E arriva anche la reazione del PD, secondo cui "è meglio che il Governo non faccia più nulla". "Sappiamo che quando agisce colpisce consumatori, famiglie e lavoratori con redditi medi e bassi, i quali possono sperare di uscire da questa grave situazione soltanto da un cambiamento dell’attuale quadro politico – dichiara Antonio Lirosi, responsabile consumatori e Commercio del PD – Purtroppo in molti avevamo previsto che il peggio sarebbe arrivato in autunno e che l’inflazione sarebbe schizzata oltre il 3% già da questo mese.

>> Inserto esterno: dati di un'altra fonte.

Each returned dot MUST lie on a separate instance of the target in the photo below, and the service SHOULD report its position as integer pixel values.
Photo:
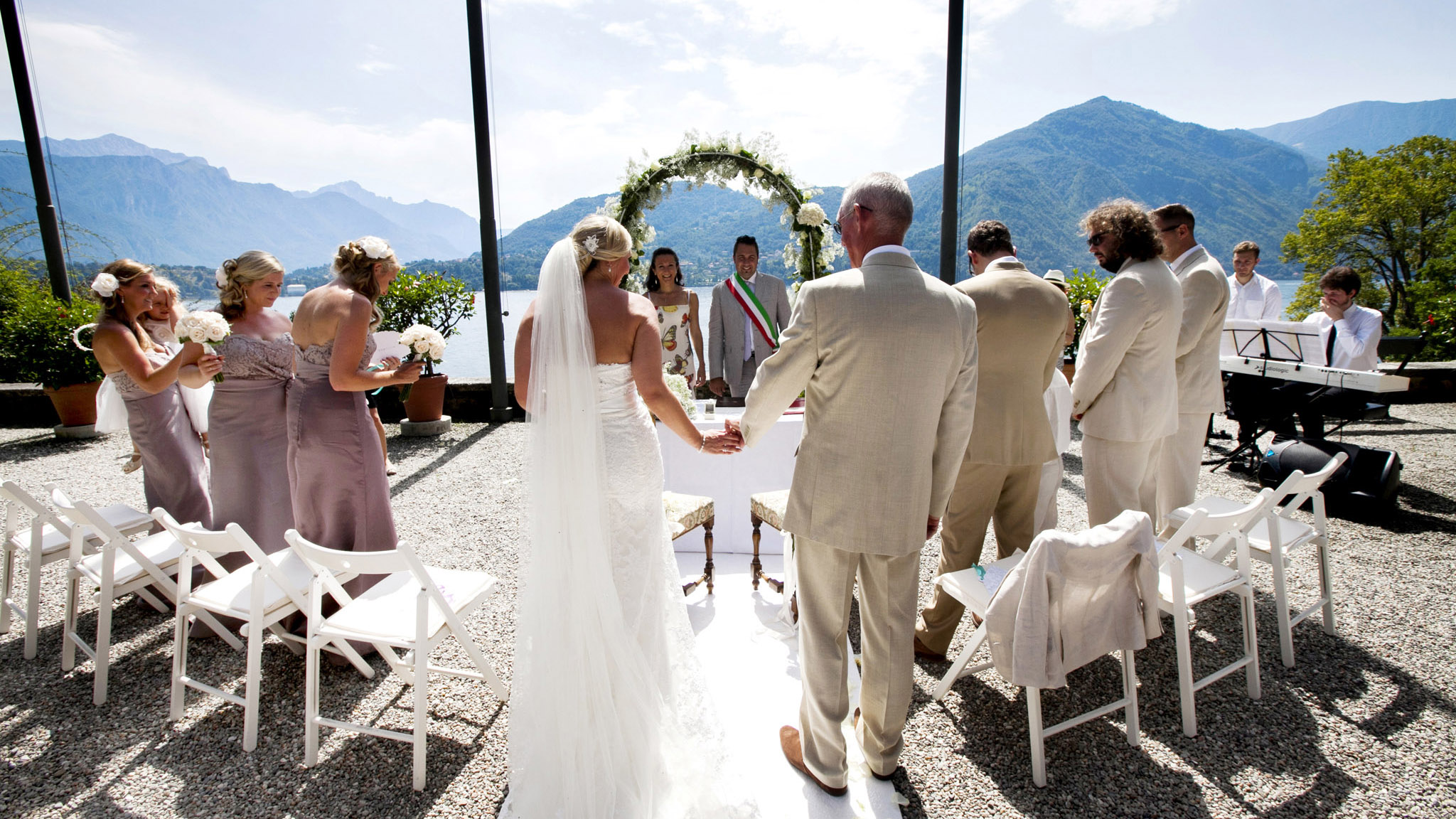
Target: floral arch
(718, 161)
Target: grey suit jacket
(887, 359)
(1206, 301)
(725, 321)
(1019, 323)
(1126, 387)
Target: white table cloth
(732, 478)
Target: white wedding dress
(609, 710)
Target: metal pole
(490, 257)
(36, 152)
(950, 168)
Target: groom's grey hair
(884, 194)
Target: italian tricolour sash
(753, 308)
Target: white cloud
(1115, 14)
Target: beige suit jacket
(1206, 301)
(1019, 323)
(887, 359)
(725, 319)
(1126, 387)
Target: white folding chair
(43, 542)
(118, 567)
(414, 608)
(976, 594)
(1276, 535)
(1187, 579)
(261, 594)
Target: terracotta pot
(427, 398)
(75, 404)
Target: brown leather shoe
(922, 653)
(794, 752)
(882, 777)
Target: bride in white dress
(609, 710)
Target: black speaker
(1363, 488)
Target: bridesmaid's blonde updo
(112, 306)
(354, 264)
(237, 276)
(599, 240)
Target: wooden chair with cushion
(683, 515)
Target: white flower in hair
(105, 284)
(375, 248)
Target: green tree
(1389, 215)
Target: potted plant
(37, 334)
(434, 301)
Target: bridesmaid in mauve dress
(147, 378)
(250, 416)
(336, 465)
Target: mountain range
(172, 209)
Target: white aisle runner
(753, 672)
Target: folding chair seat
(979, 589)
(414, 608)
(683, 515)
(261, 594)
(1275, 537)
(1187, 579)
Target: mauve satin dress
(250, 441)
(173, 470)
(336, 465)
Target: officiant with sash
(744, 321)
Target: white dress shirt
(1356, 337)
(1260, 299)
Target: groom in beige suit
(1021, 321)
(882, 445)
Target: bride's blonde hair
(599, 240)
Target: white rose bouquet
(205, 328)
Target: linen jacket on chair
(1126, 387)
(725, 319)
(1019, 324)
(1206, 302)
(1075, 598)
(886, 356)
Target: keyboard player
(1350, 336)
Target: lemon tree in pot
(436, 302)
(37, 346)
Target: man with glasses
(1200, 379)
(1125, 390)
(884, 434)
(749, 311)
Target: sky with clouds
(306, 94)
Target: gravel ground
(1363, 724)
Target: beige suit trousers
(985, 493)
(887, 602)
(1178, 464)
(1120, 474)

Il Governo Berlusconi, sotto l’impulso di Tremonti, ha irresponsabilmente voluto fare cassa con le accise sui carburanti, con il prezzo delle sigarette, con l’aliquota Iva al 21% e con i tagli ai trasferimenti agli enti locali che hanno generato l’impennata delle tariffe dei servizi pubblici: tutte misure i cui effetti inflazionistici erano risaputi. Con le due manovre estive – aggiunge Lirosi – sarebbe stato quanto mai necessario intervenire con misure per la crescita, come proposto dal PD, per stimolare la domanda interna, invertendo la tendenza alla diminuzione del potere di acquisto reale delle famiglie. Invece il Governo, ad esempio, ha preferito speculare sull’elevato prezzo dei carburanti per procurarsi un extragettito di un paio di miliardi di euro. Adesso ci si annuncia un ennesimo provvedimento per la crescita, facendo finta di non ricordare il fallimento del decreto-legge "Sviluppo" di maggio che non ha prodotto alcun beneficio per la nostra economia".

 

 

Comments are closed.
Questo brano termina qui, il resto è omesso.